The safety and scientific validity of this study is the responsibility of the study sponsor and investigators. Listing a study does not mean it has been evaluated by the U.S. Federal Government. Read our disclaimer for details. Identifier: NCT03959488
Recruitment Status : Completed
First Posted : May 22, 2019
Results First Posted : September 21, 2023
Last Update Posted : September 21, 2023
Information provided by (Responsible Party):

Brief Summary:
The purpose of this study is to evaluate the safety and tolerability of MEDI8897 compared to palivizumab when administered to preterm infants entering their first RSV season and children with chronic lung disease (CLD) and congenital heart disease (CHD) entering their first and second RSV season.

Condition or disease Intervention/treatment Phase
Respiratory Syncytial Virus Infections Drug: MEDI8897 Drug: Palivizumab Phase 2 Phase 3

Detailed Description:
This study is a pivotal Phase 2/3 randomized, double-blind, palivizumab-controlled study to evaluate the safety, pharmacokinetics (PK), anti-drug antibody (ADA) response, and descriptive efficacy for MEDI8897 in high-risk infants eligible to receive palivizumab when entering their first or second RSV season (Season 1 or Season 2, respectively).
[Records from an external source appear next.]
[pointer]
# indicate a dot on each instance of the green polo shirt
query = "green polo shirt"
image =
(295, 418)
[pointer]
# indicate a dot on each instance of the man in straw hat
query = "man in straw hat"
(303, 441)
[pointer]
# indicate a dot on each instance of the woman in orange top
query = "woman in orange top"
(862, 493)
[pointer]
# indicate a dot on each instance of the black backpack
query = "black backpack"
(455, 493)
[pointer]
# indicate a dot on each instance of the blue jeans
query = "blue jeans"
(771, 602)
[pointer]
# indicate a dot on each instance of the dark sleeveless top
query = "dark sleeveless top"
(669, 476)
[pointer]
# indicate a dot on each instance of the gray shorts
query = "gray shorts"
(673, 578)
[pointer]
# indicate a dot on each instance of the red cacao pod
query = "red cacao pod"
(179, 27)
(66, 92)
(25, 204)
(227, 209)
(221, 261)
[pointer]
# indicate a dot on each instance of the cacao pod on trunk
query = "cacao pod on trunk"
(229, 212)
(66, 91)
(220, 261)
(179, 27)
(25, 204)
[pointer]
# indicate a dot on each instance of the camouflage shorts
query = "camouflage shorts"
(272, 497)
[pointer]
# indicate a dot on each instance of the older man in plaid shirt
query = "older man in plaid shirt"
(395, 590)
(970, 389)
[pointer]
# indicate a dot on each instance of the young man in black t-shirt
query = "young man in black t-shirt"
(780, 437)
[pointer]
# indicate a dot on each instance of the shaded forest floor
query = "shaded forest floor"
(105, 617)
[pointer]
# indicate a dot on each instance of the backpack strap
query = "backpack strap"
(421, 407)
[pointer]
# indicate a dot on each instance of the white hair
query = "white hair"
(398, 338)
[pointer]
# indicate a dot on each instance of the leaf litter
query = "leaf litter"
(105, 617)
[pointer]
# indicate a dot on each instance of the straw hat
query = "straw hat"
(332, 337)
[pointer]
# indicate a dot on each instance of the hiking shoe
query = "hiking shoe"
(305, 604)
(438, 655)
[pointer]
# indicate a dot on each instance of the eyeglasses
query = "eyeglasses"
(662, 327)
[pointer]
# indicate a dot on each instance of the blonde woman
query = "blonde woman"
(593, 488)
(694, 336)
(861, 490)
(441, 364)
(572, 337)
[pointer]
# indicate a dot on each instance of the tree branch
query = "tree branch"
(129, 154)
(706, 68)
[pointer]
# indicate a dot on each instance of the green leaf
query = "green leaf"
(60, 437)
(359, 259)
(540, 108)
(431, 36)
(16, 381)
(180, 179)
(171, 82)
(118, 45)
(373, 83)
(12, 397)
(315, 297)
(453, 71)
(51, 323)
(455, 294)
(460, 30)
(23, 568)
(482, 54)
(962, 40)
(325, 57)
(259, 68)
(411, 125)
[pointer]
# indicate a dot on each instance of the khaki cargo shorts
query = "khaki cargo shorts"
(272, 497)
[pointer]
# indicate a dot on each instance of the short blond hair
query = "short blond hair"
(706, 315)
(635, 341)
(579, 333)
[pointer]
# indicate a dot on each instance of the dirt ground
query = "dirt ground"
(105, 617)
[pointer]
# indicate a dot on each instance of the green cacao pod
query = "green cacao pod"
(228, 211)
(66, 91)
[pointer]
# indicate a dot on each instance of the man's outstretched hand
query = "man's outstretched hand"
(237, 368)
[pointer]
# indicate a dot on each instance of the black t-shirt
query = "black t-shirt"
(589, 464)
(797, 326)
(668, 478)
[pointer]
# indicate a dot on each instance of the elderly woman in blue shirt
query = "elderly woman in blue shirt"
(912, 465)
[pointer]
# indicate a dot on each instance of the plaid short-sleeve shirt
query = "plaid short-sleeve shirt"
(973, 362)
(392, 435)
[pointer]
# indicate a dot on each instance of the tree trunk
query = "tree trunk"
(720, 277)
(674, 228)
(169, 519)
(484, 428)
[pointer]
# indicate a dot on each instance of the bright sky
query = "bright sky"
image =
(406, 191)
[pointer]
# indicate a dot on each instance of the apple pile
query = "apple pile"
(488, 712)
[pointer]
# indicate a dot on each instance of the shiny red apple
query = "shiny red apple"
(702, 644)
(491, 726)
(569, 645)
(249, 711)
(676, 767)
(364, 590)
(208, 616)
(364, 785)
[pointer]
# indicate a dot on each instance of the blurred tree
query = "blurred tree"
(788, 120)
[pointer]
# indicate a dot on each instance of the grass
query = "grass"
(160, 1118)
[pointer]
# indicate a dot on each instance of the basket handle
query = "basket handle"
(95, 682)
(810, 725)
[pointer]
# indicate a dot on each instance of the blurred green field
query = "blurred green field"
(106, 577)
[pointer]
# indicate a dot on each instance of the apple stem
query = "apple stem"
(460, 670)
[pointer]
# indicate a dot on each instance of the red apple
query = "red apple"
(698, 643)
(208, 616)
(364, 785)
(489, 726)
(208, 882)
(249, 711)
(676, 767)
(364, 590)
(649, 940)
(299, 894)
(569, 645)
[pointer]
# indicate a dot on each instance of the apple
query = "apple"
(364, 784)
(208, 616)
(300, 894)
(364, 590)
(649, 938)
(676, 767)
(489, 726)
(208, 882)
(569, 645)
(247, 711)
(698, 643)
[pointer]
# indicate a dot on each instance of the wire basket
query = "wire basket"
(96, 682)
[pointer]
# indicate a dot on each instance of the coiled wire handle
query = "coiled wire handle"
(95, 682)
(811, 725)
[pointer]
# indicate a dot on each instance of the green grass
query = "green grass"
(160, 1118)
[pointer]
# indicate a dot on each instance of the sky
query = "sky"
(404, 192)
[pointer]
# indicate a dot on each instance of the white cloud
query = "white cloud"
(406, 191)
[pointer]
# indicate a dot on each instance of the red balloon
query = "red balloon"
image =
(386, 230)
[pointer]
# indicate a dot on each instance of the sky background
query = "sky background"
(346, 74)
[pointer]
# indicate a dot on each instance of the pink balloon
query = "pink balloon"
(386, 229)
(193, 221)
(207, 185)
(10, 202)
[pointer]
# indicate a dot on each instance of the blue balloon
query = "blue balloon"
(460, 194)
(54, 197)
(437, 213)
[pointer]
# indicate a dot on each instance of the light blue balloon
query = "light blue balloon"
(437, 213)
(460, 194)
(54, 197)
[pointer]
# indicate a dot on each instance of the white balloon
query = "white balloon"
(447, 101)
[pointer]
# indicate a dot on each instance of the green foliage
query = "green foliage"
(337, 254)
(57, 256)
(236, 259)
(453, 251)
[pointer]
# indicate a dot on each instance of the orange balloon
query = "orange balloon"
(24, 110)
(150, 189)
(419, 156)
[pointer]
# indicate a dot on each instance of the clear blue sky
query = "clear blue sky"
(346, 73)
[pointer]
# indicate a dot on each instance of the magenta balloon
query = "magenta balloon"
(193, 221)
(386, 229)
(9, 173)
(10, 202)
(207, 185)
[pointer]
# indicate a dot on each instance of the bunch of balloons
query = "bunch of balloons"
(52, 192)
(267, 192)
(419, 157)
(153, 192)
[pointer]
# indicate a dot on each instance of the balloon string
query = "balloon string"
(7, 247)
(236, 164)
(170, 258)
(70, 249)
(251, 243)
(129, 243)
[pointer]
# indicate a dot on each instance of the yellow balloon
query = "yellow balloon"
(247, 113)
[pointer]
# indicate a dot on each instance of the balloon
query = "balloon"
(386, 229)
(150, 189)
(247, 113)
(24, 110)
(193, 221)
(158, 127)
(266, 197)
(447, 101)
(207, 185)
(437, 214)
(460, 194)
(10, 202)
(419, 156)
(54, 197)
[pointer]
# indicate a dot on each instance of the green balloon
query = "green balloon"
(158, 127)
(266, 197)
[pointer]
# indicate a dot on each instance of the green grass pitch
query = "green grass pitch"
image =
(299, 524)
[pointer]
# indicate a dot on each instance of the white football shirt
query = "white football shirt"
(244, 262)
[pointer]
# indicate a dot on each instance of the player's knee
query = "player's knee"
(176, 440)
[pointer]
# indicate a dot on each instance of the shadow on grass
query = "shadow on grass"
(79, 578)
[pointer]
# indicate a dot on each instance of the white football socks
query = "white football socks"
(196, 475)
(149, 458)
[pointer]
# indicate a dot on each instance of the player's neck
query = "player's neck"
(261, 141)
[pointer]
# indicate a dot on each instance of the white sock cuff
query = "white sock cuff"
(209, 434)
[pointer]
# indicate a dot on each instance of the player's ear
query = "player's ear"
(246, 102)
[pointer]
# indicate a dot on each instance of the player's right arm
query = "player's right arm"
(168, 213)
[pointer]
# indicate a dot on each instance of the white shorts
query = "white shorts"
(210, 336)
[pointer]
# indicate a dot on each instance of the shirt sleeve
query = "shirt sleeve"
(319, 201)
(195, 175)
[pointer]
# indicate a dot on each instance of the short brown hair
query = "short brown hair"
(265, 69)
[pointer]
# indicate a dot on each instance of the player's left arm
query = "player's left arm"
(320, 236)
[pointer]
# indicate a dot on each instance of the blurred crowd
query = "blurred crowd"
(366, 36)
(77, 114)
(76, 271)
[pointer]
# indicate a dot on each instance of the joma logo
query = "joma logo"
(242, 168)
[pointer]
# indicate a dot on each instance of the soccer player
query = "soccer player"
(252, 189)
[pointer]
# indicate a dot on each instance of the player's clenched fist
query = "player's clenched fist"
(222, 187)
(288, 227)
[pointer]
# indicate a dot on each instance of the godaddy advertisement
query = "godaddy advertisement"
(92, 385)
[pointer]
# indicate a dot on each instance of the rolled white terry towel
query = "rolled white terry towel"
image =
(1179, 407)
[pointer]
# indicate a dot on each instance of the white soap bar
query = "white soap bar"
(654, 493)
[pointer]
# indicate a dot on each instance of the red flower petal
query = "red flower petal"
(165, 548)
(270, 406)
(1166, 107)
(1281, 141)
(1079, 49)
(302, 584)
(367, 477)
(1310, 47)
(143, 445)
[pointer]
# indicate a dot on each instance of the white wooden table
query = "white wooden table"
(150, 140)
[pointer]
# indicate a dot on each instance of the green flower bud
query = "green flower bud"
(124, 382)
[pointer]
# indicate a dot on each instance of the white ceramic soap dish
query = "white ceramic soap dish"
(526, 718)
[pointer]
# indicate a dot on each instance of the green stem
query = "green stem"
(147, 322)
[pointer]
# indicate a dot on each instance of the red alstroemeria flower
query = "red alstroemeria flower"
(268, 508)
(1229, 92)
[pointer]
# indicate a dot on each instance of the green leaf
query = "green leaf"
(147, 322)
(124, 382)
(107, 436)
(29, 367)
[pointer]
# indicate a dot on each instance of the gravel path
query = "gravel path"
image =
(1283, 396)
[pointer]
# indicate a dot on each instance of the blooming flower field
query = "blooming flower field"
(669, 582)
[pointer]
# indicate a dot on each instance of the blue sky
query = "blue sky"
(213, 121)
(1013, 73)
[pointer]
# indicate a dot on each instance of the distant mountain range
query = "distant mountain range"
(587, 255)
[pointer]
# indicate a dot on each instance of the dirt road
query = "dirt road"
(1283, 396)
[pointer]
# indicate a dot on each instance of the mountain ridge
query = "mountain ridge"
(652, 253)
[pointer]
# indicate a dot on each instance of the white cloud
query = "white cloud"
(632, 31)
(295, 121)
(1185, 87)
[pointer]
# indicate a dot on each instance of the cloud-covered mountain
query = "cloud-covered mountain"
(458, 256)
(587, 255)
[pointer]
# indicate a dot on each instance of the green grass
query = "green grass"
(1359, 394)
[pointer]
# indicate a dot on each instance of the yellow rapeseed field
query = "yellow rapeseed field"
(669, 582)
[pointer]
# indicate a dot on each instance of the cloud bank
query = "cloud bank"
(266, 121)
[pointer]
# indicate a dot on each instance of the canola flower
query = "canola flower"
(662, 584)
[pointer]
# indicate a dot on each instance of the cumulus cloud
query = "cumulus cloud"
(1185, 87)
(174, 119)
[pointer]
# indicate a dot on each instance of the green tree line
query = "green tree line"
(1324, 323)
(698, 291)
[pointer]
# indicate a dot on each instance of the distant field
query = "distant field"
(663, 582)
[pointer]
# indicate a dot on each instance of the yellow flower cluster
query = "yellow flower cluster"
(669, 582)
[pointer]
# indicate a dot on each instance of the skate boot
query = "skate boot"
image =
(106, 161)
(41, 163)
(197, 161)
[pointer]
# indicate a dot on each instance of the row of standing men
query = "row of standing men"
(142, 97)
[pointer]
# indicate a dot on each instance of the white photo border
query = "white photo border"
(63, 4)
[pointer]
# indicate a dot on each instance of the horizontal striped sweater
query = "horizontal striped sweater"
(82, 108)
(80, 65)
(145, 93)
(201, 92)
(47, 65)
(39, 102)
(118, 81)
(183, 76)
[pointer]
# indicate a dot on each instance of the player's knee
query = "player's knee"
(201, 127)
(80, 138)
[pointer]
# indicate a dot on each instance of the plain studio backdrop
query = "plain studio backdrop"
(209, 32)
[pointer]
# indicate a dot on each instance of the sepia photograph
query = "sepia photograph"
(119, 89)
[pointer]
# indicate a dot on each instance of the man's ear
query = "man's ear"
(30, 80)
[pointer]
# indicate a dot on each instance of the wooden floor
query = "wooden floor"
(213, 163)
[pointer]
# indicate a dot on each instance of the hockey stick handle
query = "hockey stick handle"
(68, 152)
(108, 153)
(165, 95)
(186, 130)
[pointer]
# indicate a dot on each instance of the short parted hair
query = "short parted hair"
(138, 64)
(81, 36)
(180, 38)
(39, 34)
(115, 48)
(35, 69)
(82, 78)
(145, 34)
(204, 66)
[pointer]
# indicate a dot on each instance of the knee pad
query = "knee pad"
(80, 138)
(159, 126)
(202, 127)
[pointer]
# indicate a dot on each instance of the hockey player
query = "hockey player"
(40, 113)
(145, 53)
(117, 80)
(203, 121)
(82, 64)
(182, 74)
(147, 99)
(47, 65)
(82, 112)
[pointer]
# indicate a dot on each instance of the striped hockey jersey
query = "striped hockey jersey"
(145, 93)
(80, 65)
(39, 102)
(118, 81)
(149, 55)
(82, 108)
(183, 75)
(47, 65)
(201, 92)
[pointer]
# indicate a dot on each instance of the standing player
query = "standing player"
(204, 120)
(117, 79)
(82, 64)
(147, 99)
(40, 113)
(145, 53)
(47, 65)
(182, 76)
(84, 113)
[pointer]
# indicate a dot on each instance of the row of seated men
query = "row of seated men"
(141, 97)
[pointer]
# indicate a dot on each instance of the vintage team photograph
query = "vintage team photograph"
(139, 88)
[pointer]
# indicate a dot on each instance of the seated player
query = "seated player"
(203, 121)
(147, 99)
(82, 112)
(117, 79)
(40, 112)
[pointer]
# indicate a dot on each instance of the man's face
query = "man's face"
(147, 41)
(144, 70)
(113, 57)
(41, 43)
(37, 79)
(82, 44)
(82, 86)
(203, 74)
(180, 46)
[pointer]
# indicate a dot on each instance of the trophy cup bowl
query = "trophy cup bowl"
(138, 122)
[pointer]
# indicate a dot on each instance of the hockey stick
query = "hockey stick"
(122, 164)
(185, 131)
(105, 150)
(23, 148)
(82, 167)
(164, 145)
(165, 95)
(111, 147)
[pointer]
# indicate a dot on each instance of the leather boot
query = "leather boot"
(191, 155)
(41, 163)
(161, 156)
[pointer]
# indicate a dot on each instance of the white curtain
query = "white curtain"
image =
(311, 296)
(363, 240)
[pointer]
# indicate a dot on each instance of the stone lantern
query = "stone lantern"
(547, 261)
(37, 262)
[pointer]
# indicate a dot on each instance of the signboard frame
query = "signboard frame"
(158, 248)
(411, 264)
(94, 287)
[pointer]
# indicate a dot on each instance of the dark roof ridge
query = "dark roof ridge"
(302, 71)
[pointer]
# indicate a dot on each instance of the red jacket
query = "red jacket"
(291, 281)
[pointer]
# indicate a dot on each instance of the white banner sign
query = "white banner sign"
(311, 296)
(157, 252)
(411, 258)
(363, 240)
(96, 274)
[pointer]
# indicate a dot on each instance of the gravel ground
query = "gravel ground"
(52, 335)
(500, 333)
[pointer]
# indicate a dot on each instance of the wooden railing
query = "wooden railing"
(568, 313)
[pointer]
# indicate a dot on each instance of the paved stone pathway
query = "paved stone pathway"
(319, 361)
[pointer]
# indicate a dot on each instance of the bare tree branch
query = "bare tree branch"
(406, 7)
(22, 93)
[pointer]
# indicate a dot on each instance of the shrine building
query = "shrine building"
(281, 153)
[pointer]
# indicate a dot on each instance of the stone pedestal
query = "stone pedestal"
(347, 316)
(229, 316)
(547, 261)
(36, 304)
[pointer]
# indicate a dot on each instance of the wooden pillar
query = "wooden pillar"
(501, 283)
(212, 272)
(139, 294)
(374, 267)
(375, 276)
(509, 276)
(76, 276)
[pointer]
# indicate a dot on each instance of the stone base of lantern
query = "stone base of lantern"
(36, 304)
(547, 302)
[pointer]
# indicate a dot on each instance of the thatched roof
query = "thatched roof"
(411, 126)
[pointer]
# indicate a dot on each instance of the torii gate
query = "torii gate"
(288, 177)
Approximately 900 palivizumab-eligible infants entering their first RSV season will be enrolled into one of 2 cohorts: (1) preterm cohort, including approximately 600 preterm infants (≤ 35 weeks gestational age [GA]) without CLD/CHD, or (2) CLD/CHD cohort, including approximately 300 infants with CLD of prematurity or hemodynamically significant CHD. A minimum of 100 infants with hemodynamically significant CHD will be enrolled. Within each cohort, randomization will be stratified by hemisphere (northern, southern) and subject age at the time of Season 1 randomization (≤ 3 months, > 3 to ≤ 6 months, > 6 months).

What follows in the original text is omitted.